Difícilmente usted encuentre a un dominicano que le diga de frente: “sí, yo soy racista”; pero la verdad es que el prejuicio racial está muy enraizado en esta sociedad. A veces se expresa de manera muy sutil, cuasi “inofensiva”, otras veces de la forma más grotesca y denigrante.
Es que el prejuicio racial ha sido alimentado por siglos en nuestra América, de otro modo no podría justificarse la esclavitud, el sojuzgamiento de millones de negros africanos y su posterior marginación y explotación por parte de los europeos. Es una larga historia. Tan vergonzosa que muchos la prefieren olvidar, ocultar o, negar, simplemente. Aun así, negarse a ver no borra la realidad.
Reto a que alguien me desmienta si no ha visto incluso a negros hablando mal de los “jodidos” negros.
En nuestra isla se abolió la esclavitud. Primero, luego del triunfo de la revolución haitiana en el lado oeste (1804) y posteriormente en la parte oriental de Santo Domingo, lo que hoy es República Dominicana, tras la nefasta invasión encabezada por las tropas de Jean Pierre Boyer en febrero de 1822.
El haitiano invasor decretó la abolición de la esclavitud en la antigua colonia española, pero los prejuicios no se borran con un decreto.
Fueron más de dos siglos de esclavitud en todo el continente. Con la independencia de las antiguas colonias (de España, Francia y Portugal) se logró la desaparición formal de la esclavitud, pero los antiguos esclavos y sus descendientes vivieron en desventaja frente al blanco, tanto que hasta hace poco una persona era considerada inferior a otra por el color de su piel, aunque la persona denigrada fuera más fuerte, más inteligente o igual en talento.
Es cierto que en muchos casos el mestizaje y el estado de abandono por parte de la metrópolis fue tal que no había una gran diferencia entre el amo español y su siervo por allá por los siglos XVII y XVIII. Ambos apenas sobrevivían. Pero el blanco sentía que “era más” que el negro. También es verdad que aunque siguió latente en el subconsciente de los menos conscientes, el prejuicio racial se fue atenuando con el paso de los años.

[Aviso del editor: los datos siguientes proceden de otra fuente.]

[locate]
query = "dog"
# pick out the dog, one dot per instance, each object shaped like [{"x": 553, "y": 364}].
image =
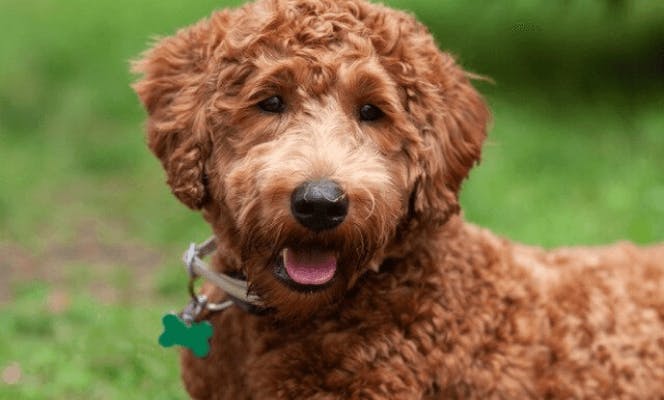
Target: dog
[{"x": 325, "y": 142}]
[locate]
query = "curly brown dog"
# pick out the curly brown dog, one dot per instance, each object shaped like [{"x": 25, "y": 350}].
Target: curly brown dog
[{"x": 325, "y": 141}]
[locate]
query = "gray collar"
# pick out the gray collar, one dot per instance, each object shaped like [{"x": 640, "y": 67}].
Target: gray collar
[{"x": 236, "y": 289}]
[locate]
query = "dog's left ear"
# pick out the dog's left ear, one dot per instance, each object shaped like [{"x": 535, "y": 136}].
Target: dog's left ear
[
  {"x": 172, "y": 91},
  {"x": 452, "y": 121}
]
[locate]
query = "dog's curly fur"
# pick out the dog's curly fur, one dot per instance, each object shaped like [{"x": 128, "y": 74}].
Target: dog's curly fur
[{"x": 423, "y": 305}]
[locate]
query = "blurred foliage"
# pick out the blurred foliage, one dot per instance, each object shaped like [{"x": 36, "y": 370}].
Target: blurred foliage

Desgraciadamente nunca faltó el comentario de la madre blanca, negra o mulata que se alegraba si su hija o hijo se casaba con un blanquito o una blanquita “para mejorar la raza”. Tampoco el lamento de los padres del muchacho que, “afixiao como un perro” ignora las críticas y se muda con la más morena del barrio: “qué gusto más hondo tiene ese muchacho, no sé qué le halla a esa negra bembona, con nalgón del tamaño de un camión, Jesús santísimo”. Eso no quita que al final adoren a sus nietos de azabache.

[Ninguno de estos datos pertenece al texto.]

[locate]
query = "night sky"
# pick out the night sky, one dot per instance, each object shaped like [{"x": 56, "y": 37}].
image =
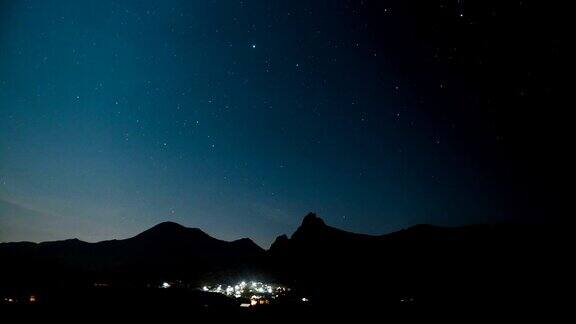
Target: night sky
[{"x": 239, "y": 117}]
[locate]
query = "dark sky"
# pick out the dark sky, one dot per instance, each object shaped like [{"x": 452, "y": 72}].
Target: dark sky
[{"x": 239, "y": 117}]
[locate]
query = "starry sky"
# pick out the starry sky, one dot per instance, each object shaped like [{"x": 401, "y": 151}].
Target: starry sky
[{"x": 239, "y": 117}]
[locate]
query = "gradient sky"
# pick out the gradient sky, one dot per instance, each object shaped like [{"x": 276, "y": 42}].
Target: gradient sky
[{"x": 239, "y": 117}]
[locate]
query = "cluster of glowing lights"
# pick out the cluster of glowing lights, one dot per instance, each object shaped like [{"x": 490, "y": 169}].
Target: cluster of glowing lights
[{"x": 254, "y": 290}]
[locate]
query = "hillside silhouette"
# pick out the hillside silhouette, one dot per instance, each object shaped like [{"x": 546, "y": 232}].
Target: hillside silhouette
[{"x": 423, "y": 266}]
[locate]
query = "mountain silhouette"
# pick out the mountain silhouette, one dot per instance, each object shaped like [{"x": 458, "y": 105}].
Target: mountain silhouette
[
  {"x": 167, "y": 250},
  {"x": 463, "y": 266}
]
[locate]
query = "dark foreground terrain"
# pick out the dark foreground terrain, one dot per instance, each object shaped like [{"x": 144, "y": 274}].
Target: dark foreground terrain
[{"x": 419, "y": 272}]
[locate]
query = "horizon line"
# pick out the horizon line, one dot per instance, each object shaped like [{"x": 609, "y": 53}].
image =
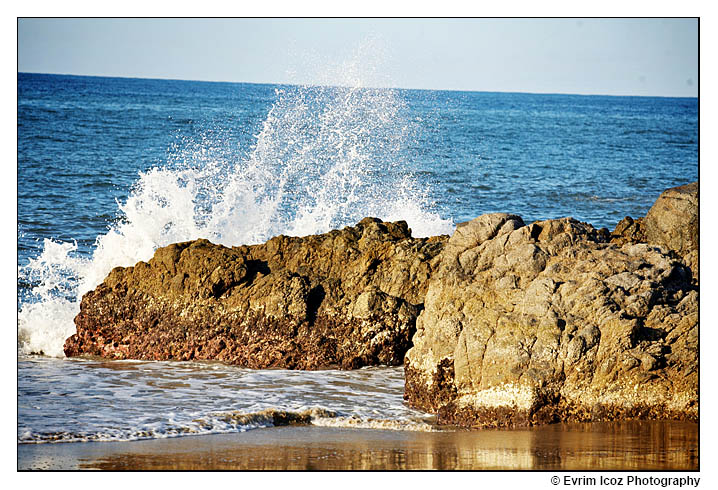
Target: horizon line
[{"x": 128, "y": 77}]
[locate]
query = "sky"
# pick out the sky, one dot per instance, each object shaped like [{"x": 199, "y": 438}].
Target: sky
[{"x": 654, "y": 57}]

Como en todas partes, aquí también los sectores más conservadores (no todos) siembran la discordia y promueven abiertamente el racismo, y especialmente el antihaitianismo. Hasta añoran la matanza de haitianos ejecutada durante la dictadura de Trujillo (1937). Es un discurso que incide socialmente en una época donde predomina el conservadurismo.

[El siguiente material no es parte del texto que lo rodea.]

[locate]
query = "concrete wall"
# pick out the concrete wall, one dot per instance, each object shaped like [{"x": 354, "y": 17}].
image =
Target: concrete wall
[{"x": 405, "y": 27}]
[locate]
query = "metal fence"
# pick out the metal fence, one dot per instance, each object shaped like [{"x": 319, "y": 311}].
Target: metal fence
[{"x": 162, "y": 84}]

Seamos sinceros: aquí sí hay racismo, y mucho. Tanto que se levantan críticas fuera de tono y sin ninguna razón contra atletas bañados en oro en los Juegos Centroamericanos y del Caribe recién celebrados en El Salvador. Tienen tan limitada capacidad mental que hasta les duele que una negra descendiente de haitianos haya saltado tan alto que hizo sonar las notas gloriosas de nuestro himno nacional, o que otro negro llamado Bernardo Pie les callara la boca con una patada de oro.
Ninguno de ellos saltará tan alto por esta patria como Marisabel Sanyú; ninguno correrá tan rápido en nombre del país como Marileidy Paulino. No será por ahora, pero hay que educar desde una edad temprana a los hijos de República Dominicana para superar el racismo y la discriminación, pues más que falta de conciencia estas son manifestaciones de intolerancia que colindan con una preocupante discapacidad mental.